现在倒好,姜艷对一个啥也没有的巩曰龙,这么上心帮忙。
这一对比,像根刺扎在心里。
他脸上那种一切尽在掌握的表情,有点绷不住了。
除了震惊,还有点恼火,有点想不明白,还有那么点……为自己儿子觉得不值。
棋盘上的输贏,突然没意思了。
郑树最后没走那步棋,把棋子放回了盒子里。
忽然低低骂了句,
“妈的,姜艷那份多少人求都求不来的关照,倒白让这小子捡了个大便宜。”
郑涛推开院门时,他脚步有点急,脸上带著酒意。
看见父亲郑树还在石桌边,旁边坐著付明德,他愣了一下,隨即收敛了些。
“爸,付叔。”郑涛打了招呼,在空著的石凳上坐下。
郑树没抬眼,手里捏著棋子:“又喝多了?”
郑涛訕笑一下,“刚听几个朋友说,吴金水那边最近连栽跟头。吴三腿折了,王彪膝盖也碎了。”

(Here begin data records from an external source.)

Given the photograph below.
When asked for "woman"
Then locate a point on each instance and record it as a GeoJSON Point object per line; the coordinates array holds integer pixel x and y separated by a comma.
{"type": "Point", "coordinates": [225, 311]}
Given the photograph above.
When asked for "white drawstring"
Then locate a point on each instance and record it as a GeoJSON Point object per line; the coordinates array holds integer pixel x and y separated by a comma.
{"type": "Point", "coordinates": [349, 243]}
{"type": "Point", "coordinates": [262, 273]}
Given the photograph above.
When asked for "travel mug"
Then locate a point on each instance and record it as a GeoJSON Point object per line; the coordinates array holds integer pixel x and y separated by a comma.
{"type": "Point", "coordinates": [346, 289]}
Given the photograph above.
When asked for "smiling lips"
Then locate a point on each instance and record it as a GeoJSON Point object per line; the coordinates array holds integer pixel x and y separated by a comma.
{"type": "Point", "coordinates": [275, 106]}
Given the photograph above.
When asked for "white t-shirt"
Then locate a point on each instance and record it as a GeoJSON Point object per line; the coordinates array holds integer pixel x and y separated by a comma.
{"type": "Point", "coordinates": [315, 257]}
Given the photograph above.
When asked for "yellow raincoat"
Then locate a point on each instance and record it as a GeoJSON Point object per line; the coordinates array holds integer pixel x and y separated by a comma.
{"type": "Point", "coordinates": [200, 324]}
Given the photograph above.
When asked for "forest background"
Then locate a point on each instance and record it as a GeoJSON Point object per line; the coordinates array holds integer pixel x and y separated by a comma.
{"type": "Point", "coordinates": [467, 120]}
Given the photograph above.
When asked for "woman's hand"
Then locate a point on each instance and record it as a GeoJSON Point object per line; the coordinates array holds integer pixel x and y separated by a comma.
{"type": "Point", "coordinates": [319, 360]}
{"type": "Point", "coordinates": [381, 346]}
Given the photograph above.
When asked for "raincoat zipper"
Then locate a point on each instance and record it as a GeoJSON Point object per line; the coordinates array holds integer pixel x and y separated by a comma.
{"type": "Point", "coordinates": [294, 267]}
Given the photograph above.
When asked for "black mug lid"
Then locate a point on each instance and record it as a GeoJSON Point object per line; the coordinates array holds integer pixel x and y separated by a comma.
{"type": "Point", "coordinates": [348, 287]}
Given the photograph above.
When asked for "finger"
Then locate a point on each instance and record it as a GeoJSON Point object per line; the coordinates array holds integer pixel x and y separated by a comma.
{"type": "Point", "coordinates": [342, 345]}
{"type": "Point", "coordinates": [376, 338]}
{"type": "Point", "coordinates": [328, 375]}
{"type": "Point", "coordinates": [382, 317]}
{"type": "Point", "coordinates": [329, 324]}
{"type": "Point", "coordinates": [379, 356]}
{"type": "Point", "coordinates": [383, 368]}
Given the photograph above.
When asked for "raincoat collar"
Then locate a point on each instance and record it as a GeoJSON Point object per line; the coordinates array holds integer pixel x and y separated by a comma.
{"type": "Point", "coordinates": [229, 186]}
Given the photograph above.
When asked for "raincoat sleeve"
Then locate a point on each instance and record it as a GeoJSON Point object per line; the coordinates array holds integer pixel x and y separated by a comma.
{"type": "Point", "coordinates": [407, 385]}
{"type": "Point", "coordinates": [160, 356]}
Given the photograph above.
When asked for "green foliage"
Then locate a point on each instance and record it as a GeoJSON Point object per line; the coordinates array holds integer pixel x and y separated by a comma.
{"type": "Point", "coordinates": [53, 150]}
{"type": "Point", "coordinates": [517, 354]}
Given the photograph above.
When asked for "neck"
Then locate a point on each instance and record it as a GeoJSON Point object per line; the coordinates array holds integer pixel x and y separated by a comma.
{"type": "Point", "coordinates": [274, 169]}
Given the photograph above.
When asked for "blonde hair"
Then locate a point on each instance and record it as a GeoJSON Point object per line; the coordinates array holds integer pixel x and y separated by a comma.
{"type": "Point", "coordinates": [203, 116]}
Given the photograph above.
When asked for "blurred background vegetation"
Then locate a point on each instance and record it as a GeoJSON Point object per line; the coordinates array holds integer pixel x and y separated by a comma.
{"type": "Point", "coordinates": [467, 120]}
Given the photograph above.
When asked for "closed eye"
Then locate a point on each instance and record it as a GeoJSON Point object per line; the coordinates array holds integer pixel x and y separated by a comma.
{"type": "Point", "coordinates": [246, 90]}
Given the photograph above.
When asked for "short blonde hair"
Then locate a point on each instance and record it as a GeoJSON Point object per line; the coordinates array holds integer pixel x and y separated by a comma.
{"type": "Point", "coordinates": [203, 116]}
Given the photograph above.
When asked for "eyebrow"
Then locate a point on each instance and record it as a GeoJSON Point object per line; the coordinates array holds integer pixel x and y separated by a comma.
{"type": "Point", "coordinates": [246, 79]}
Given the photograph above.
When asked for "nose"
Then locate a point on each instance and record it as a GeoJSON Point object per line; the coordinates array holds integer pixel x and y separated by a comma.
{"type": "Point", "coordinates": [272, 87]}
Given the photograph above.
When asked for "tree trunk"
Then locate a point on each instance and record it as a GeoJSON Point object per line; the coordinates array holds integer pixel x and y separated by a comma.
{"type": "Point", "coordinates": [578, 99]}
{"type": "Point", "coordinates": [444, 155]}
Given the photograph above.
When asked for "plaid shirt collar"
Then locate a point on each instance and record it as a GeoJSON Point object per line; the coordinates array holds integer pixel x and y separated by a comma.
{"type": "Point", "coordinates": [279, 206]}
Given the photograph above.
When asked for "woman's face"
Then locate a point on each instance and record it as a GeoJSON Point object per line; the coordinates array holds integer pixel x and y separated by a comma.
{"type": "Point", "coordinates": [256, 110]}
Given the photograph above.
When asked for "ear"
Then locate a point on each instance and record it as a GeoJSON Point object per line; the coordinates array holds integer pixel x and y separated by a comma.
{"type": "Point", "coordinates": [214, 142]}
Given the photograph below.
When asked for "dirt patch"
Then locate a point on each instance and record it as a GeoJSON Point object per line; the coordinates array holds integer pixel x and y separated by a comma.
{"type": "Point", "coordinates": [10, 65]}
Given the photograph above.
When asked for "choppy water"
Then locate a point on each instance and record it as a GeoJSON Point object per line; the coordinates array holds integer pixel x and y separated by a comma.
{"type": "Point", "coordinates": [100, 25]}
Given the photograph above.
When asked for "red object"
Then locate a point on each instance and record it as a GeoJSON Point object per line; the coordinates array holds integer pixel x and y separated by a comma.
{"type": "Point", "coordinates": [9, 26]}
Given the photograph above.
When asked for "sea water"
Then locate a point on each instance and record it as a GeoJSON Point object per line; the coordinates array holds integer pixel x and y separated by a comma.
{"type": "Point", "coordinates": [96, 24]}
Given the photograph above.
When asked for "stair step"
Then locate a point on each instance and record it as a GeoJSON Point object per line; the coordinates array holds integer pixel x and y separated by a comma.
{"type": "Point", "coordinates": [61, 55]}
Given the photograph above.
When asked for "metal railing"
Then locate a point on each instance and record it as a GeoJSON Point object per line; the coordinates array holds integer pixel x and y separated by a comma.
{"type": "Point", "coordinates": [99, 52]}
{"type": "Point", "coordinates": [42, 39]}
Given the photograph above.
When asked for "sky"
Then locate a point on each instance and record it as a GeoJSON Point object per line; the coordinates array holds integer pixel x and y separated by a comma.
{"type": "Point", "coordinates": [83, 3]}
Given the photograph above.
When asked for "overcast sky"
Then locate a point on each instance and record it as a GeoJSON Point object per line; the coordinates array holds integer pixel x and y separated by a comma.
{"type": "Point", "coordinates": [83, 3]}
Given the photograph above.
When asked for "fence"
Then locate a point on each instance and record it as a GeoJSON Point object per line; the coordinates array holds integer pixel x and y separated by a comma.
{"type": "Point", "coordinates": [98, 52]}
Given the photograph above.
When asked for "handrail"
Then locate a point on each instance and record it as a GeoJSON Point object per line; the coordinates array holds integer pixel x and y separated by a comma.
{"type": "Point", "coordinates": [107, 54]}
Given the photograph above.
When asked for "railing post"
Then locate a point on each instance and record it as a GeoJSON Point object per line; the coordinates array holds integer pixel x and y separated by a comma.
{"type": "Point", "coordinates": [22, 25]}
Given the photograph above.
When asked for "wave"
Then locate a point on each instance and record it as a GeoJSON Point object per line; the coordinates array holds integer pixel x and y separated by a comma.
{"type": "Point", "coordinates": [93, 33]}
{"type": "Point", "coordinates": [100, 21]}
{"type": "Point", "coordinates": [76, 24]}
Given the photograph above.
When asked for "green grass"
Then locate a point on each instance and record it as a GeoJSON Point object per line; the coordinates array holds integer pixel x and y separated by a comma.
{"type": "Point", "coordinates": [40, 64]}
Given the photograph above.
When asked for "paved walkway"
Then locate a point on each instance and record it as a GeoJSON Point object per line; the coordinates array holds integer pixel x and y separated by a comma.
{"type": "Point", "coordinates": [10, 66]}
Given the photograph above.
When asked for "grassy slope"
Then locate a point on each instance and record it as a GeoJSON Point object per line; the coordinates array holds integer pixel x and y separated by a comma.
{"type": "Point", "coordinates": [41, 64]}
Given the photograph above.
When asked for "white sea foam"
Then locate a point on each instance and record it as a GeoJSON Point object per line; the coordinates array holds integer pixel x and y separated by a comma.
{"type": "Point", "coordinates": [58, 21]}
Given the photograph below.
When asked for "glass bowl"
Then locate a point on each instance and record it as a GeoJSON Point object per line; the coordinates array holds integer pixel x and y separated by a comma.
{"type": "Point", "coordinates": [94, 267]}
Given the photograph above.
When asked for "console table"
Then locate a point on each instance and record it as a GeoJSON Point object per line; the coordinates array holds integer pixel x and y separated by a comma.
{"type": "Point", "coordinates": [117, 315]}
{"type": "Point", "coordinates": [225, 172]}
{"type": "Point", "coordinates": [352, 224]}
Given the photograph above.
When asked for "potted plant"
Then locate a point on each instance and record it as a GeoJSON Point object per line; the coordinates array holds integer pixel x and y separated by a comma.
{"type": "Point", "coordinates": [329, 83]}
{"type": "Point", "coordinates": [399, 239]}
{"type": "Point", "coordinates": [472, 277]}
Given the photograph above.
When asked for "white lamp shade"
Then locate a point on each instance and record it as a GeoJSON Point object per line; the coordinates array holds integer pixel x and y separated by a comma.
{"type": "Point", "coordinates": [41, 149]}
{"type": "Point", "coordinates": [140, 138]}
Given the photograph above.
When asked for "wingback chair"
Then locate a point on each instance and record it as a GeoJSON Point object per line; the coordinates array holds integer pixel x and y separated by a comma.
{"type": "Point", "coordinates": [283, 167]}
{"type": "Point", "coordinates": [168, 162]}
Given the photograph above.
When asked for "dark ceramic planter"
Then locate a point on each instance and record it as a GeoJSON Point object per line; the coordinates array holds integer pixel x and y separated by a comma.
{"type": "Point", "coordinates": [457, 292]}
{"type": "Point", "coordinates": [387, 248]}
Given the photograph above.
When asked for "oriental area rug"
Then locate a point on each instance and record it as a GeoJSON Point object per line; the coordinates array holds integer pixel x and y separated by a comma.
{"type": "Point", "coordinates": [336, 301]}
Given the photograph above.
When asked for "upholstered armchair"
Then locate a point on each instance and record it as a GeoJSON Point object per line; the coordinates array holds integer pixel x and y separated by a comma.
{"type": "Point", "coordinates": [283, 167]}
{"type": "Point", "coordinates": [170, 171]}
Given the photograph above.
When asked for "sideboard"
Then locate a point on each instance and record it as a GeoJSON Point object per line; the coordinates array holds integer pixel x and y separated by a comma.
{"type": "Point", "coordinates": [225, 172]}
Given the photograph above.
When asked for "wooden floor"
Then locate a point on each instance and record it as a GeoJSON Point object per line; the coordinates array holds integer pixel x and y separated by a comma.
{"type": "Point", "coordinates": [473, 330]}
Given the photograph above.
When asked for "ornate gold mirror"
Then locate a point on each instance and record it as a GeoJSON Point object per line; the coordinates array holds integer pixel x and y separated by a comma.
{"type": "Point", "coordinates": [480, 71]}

他瞥了眼付明德,继续道,“爸,付叔,您们说……吴金水要是真垮了,他手里那些砂石水泥的线……”
郑树把棋子啪地按在棋盘上。
郑涛噤声。
“吴金水垮不垮,是你该琢磨的事?”
“他手底下百十號人,砂场、堆料点、运输车队,哪个环节没他经营十年的根?断条腿,就能搬倒一棵大树?”
付明德端起凉透的茶,慢慢喝著,没说话。
郑涛不服,小声嘟囔:“可那巩曰龙不是一般人,姜艷都……”
“姜艷怎么了?”郑树打断他,眼神扫过儿子,又似无意地掠过付明德,
“姜艷是生意人,牵线搭桥是她的本事。但真要动刀动枪,掀別人饭碗……”他顿了顿,“那是另一回事。”
院子里很静。
郑树继续道:“高新区有高新区的规矩。该管的要管,”
他看了付明德一眼,“不该管的,也別瞎伸手。有些人有些事,自己碰上了,自己解决。外人硬插进去……”他摇摇头,没说完。
付明德放下茶杯,杯底轻触石桌,一声轻响。
郑涛看看父亲,又看看付明德,忽然明白了什么。
这话不止是说给他听的。
“爸,我懂了。”郑涛低下头,“是我瞎想。”
郑树嗯了一声,重新看向棋盘,像是自言自语,又像说给在场两人听:
“有人想吃饭,就得有人做饭。有人想掀桌子,也得看自己有没有那副好牙口。
咱们啊,把自家灶台守好就行。別的火,让它自己烧。”
他挪了一步帅,把自己困在了角落里。
“该插的手,不插会出事;不该动的指头,动了……”郑树抬眼,看向院外渐浓的夜色,“更麻烦。”
付明德站起身:“老领导,时候不早,我先回了。”
“好。”郑树点头,“明德,区里稳定要紧。有些热闹,看著就行。”
付明德頷首,没再多言,转身离开。